C’en était ainsi fini des rêves du dernier grand-duc d’Occident. En guise d’épitaphe, un écrivain alsacien devait composer ces vers fameux : bei Grandson das Gut, bei Murten (Morat) den Mut, bei Nancy das Blut, soit en français d’aujourd’hui : à Granson, (le Téméraire a perdu) son bien, à Morat son courage et à Nancy son sang.

Charles laissait une unique héritière : sa fille Marie, âgée de 20 ans qui après bien des tractations, épousa huit mois après la mort de son père l’archiduc Maximilien d’Autriche. Elle héritait certes d’un vaste empire mais aussi de beaucoup de soucis pour une jeune femme toute courageuse et intelligente qu’elle fût.

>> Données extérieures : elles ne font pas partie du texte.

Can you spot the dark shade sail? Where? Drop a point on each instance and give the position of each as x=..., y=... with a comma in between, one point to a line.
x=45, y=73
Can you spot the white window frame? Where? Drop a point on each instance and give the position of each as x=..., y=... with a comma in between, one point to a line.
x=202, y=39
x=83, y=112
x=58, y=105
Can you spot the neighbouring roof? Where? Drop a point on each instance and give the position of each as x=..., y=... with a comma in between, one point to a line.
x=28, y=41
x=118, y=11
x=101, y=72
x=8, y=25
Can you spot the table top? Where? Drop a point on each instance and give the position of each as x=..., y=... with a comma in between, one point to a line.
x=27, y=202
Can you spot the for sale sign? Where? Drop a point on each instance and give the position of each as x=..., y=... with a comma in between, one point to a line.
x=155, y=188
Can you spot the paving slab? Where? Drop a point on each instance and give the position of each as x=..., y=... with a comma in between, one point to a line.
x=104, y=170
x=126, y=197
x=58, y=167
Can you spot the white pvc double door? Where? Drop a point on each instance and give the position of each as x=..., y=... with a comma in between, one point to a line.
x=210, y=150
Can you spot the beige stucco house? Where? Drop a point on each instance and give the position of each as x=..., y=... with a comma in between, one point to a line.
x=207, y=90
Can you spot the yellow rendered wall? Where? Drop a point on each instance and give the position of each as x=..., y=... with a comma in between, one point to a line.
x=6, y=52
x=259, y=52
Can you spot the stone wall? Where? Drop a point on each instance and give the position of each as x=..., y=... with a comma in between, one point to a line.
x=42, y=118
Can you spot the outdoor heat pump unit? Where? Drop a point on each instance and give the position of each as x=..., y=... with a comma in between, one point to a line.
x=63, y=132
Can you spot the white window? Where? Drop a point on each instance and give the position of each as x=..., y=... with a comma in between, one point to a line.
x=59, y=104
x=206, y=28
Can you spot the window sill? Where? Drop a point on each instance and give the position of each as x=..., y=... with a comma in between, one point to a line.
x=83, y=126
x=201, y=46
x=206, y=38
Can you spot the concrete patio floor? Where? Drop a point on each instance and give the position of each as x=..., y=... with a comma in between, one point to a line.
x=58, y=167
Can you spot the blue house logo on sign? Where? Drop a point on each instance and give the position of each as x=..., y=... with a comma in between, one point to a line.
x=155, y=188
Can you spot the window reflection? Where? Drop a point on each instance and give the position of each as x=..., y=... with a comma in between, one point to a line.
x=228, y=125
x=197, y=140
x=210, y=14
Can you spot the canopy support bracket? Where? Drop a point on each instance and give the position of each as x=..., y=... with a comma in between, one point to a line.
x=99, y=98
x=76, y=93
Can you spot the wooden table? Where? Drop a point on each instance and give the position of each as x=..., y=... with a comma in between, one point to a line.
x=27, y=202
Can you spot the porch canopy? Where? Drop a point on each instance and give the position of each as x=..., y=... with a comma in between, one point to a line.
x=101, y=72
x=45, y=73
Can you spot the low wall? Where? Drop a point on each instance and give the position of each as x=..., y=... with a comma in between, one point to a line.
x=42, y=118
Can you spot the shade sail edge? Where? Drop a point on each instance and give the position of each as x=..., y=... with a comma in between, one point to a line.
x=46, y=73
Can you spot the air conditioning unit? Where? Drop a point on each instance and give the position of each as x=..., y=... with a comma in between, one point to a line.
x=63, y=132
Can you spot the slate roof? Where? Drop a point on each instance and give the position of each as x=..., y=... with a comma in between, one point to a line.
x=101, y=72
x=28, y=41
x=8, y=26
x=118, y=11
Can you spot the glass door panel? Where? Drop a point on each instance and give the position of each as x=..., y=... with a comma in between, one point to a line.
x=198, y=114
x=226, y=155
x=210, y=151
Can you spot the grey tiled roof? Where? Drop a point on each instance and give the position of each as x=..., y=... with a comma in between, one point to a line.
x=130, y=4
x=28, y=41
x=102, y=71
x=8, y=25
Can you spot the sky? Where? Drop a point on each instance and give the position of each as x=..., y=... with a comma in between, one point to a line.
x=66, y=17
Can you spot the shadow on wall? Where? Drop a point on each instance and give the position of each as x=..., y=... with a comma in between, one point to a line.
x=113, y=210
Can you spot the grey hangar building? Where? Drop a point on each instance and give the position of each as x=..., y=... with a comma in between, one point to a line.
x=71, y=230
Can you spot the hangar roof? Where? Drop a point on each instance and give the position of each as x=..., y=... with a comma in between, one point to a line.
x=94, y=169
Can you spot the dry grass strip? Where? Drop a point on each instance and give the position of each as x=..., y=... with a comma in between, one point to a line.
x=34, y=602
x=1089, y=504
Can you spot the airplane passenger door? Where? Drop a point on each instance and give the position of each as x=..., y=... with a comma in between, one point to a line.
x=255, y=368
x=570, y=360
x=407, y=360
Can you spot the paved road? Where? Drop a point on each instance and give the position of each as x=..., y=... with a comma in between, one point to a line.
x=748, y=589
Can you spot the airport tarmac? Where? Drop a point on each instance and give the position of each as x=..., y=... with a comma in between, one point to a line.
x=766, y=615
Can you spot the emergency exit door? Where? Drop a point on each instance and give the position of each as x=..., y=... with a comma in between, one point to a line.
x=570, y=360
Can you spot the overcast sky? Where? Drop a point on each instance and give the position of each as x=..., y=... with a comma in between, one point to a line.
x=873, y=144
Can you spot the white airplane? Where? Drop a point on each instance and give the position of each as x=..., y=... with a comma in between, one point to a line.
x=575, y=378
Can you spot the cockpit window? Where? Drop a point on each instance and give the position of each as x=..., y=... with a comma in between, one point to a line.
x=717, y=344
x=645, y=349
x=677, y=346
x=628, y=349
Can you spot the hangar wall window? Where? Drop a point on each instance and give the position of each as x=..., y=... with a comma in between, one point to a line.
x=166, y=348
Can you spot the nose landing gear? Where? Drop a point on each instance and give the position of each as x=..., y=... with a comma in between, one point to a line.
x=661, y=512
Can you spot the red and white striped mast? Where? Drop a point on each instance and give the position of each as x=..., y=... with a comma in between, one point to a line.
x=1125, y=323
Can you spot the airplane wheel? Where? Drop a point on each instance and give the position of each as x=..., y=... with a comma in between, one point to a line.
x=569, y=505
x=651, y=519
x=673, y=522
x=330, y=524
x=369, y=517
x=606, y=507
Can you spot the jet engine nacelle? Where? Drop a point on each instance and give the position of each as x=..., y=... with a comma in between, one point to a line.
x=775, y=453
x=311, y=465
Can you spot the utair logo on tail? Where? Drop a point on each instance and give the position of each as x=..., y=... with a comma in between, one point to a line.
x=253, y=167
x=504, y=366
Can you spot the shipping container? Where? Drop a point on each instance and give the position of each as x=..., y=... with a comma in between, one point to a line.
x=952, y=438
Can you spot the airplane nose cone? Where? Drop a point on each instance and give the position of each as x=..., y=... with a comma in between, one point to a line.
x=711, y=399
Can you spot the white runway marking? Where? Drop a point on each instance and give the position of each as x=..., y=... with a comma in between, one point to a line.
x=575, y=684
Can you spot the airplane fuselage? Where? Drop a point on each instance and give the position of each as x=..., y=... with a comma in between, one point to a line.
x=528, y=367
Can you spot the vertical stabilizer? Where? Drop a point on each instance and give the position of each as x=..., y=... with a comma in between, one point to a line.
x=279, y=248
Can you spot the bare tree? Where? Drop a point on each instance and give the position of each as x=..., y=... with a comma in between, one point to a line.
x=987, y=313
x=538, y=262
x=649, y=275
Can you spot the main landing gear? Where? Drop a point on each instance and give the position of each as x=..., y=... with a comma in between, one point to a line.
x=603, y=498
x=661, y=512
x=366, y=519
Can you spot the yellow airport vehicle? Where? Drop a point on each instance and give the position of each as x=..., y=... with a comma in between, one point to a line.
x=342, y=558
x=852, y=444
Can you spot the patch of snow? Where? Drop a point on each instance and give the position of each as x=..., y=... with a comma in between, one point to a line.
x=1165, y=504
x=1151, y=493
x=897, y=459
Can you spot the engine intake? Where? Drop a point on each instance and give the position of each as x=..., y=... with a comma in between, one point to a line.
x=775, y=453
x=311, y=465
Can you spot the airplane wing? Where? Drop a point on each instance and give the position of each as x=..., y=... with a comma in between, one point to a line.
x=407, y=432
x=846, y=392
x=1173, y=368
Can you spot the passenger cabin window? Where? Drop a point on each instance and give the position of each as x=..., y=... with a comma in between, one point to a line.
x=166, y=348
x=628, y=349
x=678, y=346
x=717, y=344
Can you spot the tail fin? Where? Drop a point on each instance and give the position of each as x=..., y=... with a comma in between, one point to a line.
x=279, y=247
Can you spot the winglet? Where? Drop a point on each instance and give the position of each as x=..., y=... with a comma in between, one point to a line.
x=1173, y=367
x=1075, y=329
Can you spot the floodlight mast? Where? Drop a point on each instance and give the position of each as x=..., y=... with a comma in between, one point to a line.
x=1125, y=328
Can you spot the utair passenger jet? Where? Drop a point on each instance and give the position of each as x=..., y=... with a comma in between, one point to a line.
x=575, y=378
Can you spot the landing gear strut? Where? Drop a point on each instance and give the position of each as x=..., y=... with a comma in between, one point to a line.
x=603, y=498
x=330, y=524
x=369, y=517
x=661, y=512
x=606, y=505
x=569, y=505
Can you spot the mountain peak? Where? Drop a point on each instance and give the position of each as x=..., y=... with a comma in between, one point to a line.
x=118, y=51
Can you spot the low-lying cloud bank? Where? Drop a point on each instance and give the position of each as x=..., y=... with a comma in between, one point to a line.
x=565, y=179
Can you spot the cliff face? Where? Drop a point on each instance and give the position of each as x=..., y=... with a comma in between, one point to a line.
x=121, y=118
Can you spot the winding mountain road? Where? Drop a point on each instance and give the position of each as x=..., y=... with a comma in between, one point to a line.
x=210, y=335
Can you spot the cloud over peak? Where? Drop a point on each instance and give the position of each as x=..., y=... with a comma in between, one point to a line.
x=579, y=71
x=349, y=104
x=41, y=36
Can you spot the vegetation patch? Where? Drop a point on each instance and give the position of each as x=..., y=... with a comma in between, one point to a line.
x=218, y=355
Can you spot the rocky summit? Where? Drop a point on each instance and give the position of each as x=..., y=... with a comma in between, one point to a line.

D’une part du côté de ses possessions du nord où les bourgeois flamands et les corporations, agités en sous-main par Louis XI, se révoltaient contre le centralisme économique et administratif imposé par ses prédécesseurs, l’obligeant à signer la charte dite du « Grand Privilège » rétablissant leurs droits anciens. Mais surtout en Bourgogne où les troupes françaises campent sous les murs de Dijon dès le 16 janvier, soit onze jours seulement après la mort de Charles. Louis XI, là non plus, n’a pas perdu de temps et après avoir maté dans le sang et les flammes les tentatives de révolte des populations, il put réintégrer enfin au Royaume cette province qu’il convoitait tant.

Devait survenir alors un dernier événement dans cet enchaînement de bouleversements, à savoir la mort accidentelle de Marie le 27 mars 1482 à l’âge de 25 ans. Elle laissait un mari désemparé et politiquement affaibli qui ne pouvait de ce fait qu’abandonner la Bourgogne pour conserver la vaste et riche région des Pays-Bas Espagnols hormis l’Artois et la Picardie qui revenaient à la France. La loi du plus fort et surtout du plus rusé qu’était Louis XI l’emportait donc sans qu’il eût à faire parler les armes.

Il n’empêche qu’à plus long terme, ces événements ne furent pas aussi favorables à la France puisque le fils de Maximilien et de Marie, Philippe le Beau, aura parmi les six enfants issus de son union avec Jeanne de Castille dite la Folle, un certain Charles, né en 1500, qui deviendra Charles Quint, lequel à la faveur d’alliances successives et d’un concours de circonstances inouï, se retrouvera à la tête d’un empire « sur lequel le soleil ne se couche jamais » selon la formule bien connue. Les conséquences de la récupération de l’héritage bourguignon par l’Empire germanique sont énormes puisque ce dernier possède désormais toute la frontière nord de la France, laquelle se retrouve encerclée par les Habsbourg qui deviendront pendant près de trois siècles les grands rivaux des rois de France. Trois siècles, ce sera aussi le temps durant lequel la Lorraine restera encore indépendante, avec des hauts et des bas toutefois, et toujours tiraillée entre la France et l’Empire, jusqu’à son rattachement définitif à la France en 1766.